Construction jobs coming to Western Illinois

A close-up of IDOT's construction plan. / Photo by: Chad Douglas

If you've driven Interstate 172 near Quincy at all this summer, you know it's littered with construction.

That may be bad for your commute, but it's good for the economy.

Illinois Governor Pat Quinn made a stop along Interstate 172 late Friday afternoon to announce more than $16 million in road improvement projects.

"This project today is going to put hundreds of people to work today and will also make our transportation better for jobs tomorrow," says Governor Pat Quinn.

Governor Quinn says last year the state saw the least amount of fatal crashes since 1921. He says that doesn't happen magically, but with the help of a good road system. Thanks to the Illinois Jobs Now capital construction campaign that was signed into law last year, road improvements are being made all over the state. You may wonder about the cost, given Illinois' current budget crisis.
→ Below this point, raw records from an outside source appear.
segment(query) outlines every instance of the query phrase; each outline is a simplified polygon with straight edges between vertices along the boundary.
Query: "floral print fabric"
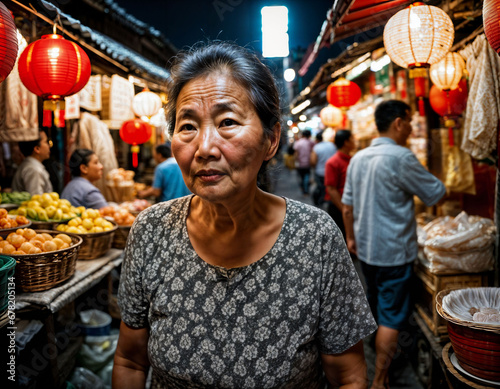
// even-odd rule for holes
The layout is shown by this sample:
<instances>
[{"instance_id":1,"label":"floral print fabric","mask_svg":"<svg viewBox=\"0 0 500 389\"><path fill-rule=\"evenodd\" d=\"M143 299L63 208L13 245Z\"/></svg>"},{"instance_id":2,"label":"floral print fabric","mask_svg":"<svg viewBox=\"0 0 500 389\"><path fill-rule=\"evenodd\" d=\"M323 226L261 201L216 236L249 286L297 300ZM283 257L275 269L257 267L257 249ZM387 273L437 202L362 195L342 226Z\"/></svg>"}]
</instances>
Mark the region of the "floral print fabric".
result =
<instances>
[{"instance_id":1,"label":"floral print fabric","mask_svg":"<svg viewBox=\"0 0 500 389\"><path fill-rule=\"evenodd\" d=\"M320 388L320 353L376 329L332 219L286 199L273 248L245 267L203 261L186 228L193 196L141 212L119 287L122 320L149 327L153 381L169 388Z\"/></svg>"}]
</instances>

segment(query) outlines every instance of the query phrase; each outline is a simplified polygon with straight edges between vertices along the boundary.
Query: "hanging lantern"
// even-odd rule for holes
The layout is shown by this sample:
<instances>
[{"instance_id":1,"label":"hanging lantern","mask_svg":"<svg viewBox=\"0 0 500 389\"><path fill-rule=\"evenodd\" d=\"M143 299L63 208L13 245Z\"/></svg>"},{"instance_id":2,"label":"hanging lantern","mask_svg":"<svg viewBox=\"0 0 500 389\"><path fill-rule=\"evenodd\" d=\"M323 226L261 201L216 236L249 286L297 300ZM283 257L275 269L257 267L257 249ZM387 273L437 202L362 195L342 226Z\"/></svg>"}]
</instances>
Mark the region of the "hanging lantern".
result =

The money is made by closing some loopholes and increasing certain fees. That money is this used to pay for bonds which build new roads and bridges. The governor also says good roads in this part of the state helps out the entire region.

"I think it's important for our transportation that we have solid roads that go from Chicago to Kansas City and that covers Missouri, Iowa, and Illinois. It will create jobs in building this wonderful system of roads," says Quinn.

Most of the projects for this area are resurfacing and cosmetic projects. No new roads will be built.

"It's resurfacing Illinois 57 and working on turn off areas for the Marblehead exit. The first exit for downtown Quincy," says Quincy Mayor John Spring.

While money for new construction isn't there, Mayor John Spring still hopes to make Highway 57 a four lane road into Quincy sometime in the future. That project will likely take federal stimulus money, which Quincy has asked for. Mayor Spring says he hopes to find out something from that grant in the middle of October. He says if approved, that project will be a ways down the road, but it's always important to look ahead to the future.

In all, about $8 billion is being dumped into improving transportation around the state.